HSE sues Laya Healthcare over payment of charges for treating private patients in public hospitals

Aodhan O'Faolain

Reporter:

Aodhan O'Faolain

The matter was admitted by Mr Justice Robert Haughton to the fast track Commercial Court list on Monday

The matter was admitted by Mr Justice Robert Haughton to the fast track Commercial Court list on Monday

AN action by the HSE against Laya Healthcare over the payment of charges for the treatment of private patients in public hospitals has been admitted to the fast track Commercial Court list.  

The dispute arises out of the HSE’s interpretation of certain sections of the 1970 Health Act that once a private patient is being treated in a public hospital opts to receive private care then the patient or insurer becomes liable for the payment of charges incurred for the time they spend in the public hospital. 
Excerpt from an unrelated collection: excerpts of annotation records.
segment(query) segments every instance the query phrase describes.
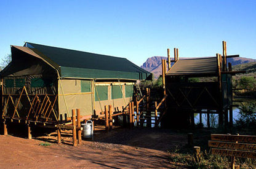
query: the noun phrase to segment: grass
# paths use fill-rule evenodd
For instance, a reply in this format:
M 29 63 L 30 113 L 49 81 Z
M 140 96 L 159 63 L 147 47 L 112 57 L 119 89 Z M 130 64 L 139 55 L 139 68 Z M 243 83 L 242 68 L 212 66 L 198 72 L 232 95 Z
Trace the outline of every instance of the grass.
M 44 142 L 44 143 L 41 143 L 39 144 L 40 146 L 50 146 L 50 143 L 48 143 L 48 142 Z
M 193 146 L 185 145 L 183 147 L 176 147 L 168 151 L 170 163 L 189 168 L 230 168 L 230 157 L 211 154 L 211 149 L 207 146 L 207 141 L 210 140 L 210 133 L 223 133 L 223 131 L 206 128 L 194 131 L 194 146 L 200 146 L 201 149 L 199 162 L 196 162 L 194 158 Z M 236 158 L 236 164 L 239 165 L 240 168 L 256 168 L 255 159 Z

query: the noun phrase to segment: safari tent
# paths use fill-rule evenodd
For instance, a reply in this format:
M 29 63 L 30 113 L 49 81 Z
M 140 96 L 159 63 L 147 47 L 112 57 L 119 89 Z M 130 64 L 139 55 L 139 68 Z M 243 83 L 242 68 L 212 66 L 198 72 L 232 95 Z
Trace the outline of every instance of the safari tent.
M 54 123 L 76 108 L 89 118 L 104 105 L 126 106 L 136 81 L 152 76 L 124 58 L 30 42 L 10 47 L 0 76 L 2 117 L 12 120 Z

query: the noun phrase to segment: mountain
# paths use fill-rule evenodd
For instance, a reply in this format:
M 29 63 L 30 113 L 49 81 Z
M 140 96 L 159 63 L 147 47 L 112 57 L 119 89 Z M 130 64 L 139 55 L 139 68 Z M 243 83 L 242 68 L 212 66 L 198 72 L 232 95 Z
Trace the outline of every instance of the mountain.
M 196 58 L 180 58 L 180 60 Z M 142 68 L 153 73 L 155 78 L 158 78 L 162 74 L 162 59 L 167 60 L 165 57 L 153 57 L 149 58 L 141 66 Z M 171 58 L 173 60 L 173 58 Z M 246 63 L 255 62 L 256 60 L 247 58 L 230 58 L 227 59 L 227 63 L 230 62 L 232 66 Z

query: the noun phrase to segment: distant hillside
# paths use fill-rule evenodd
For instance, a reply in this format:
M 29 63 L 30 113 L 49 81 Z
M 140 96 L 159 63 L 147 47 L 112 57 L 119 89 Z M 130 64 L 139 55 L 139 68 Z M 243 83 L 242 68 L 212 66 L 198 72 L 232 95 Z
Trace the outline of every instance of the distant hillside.
M 232 66 L 233 71 L 246 71 L 246 74 L 237 74 L 236 78 L 239 78 L 240 76 L 254 76 L 256 77 L 256 62 L 250 62 L 237 65 Z
M 180 58 L 180 59 L 186 59 L 192 58 Z M 153 57 L 146 60 L 141 66 L 144 69 L 151 72 L 154 74 L 155 78 L 158 78 L 162 74 L 162 63 L 161 60 L 166 59 L 164 57 Z M 173 58 L 171 58 L 173 60 Z M 240 65 L 242 63 L 255 62 L 256 60 L 246 58 L 228 58 L 227 62 L 230 62 L 233 66 Z M 256 63 L 255 63 L 256 64 Z

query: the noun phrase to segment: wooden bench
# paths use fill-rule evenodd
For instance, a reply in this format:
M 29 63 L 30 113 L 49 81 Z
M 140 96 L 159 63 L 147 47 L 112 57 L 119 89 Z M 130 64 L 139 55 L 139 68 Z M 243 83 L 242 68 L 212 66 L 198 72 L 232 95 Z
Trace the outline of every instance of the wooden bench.
M 256 136 L 212 134 L 211 140 L 212 154 L 231 157 L 231 168 L 234 168 L 235 157 L 256 159 Z

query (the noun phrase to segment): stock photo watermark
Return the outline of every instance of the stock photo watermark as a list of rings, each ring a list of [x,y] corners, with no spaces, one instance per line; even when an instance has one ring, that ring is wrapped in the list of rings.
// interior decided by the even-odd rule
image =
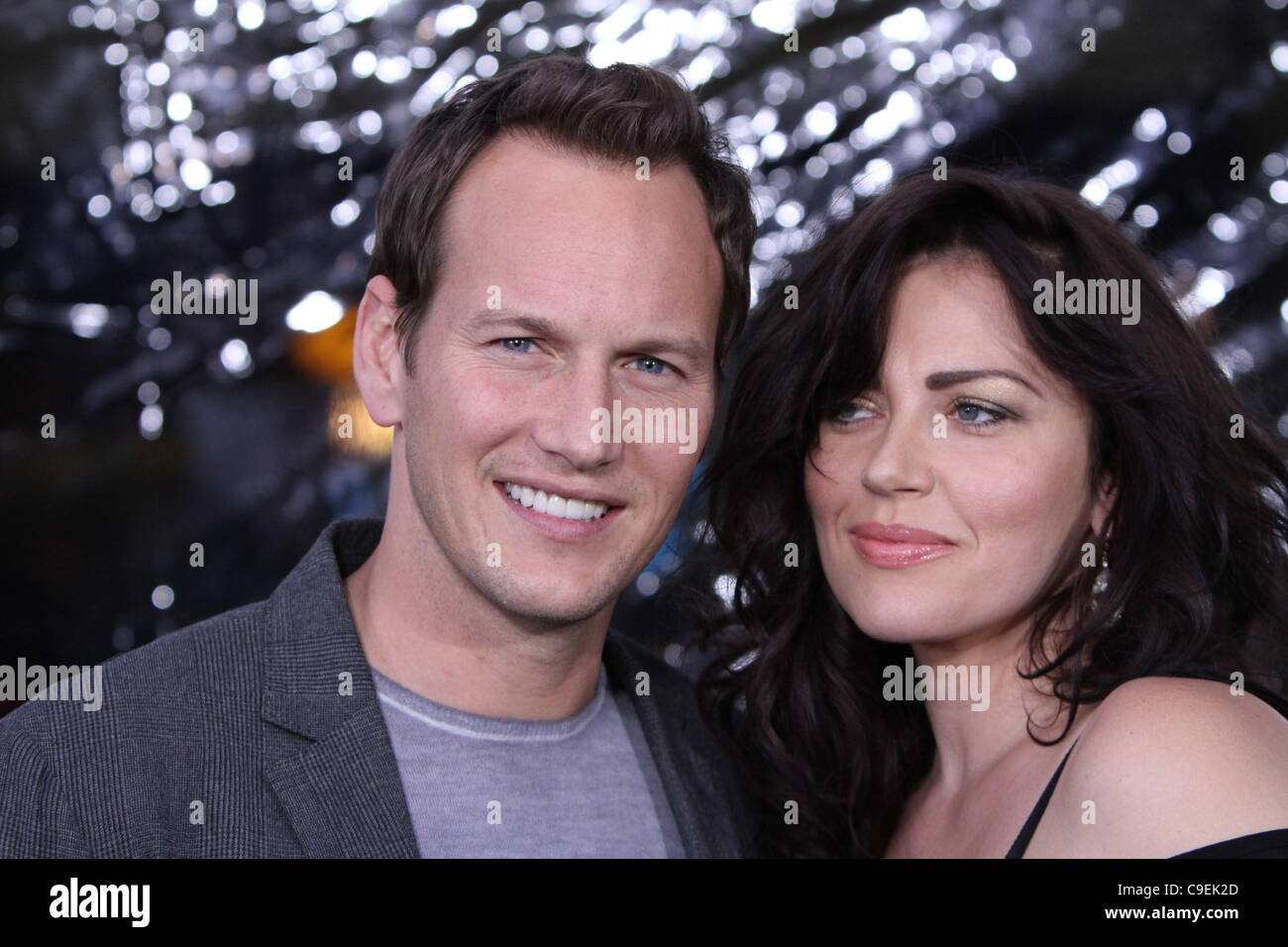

The HSE claims that the insurer has adopted a position where it believes private patients are to be treated at public patient rates until the patient signs a document called a Private Insurance Patient (PIP) form, electing to be treated as a private patient.

PIP forms were introduced in 2014 for the purpose of making privately insured patients aware of their entitlements before deciding whether or not to waive their rights to be treated as a public patient. 

Cork-based Laya Healthcare Ltd, has allegedly taken a view that only charges arising after such a form is signed are payable by it. 

That interpretation, the HSE claims, means that patients can be billed as both private and public patients during the same stay in a public hospital depending on the timing of their decision to be treated as a private patient.  

The HSE says that Laya's position is not supported by the relevant provisions of the 1970 Health Act and that Laya's actions have caused it to suffer a €20m loss.

The HSE says its interpretation of the legislation allows it to charge patients as private patients where there is an election to be treated as a private patient for the entirety of their stay in a hospital. 

The HSE also claims Laya has wrongfully asserted a right to recover money allegedly overpaid to it between 2014 and 2016.

In its action, the HSE seeks various orders and declarations from the court including a declaration that under the relevant provisions of the 1970 Act Laya is liable to pay the prevailing statutory rate for inpatient care provided at public hospitals to patients it insures during the period January 1st 2014 to date,  

A declaration that should any patient insured by Laya elect at any point during their public hospital stay opt to be treated privately is liable for the payment of the prevailing inpatient charges in respect of care provided during the entire duration of their stay is also sought by the HSE. 

The HSE also seeks, if necessary, orders requiring Laya to repay all illegal deductions made from payments due to public hospitals. 

It further seeks an account of all sums its claims are wrongfully held by Laya.

On the consent of both parties, the matter was admitted by Mr Justice Robert Haughton to the fast track Commercial Court list on Monday. 

The Judge adjourned the matter to a date in the New Year.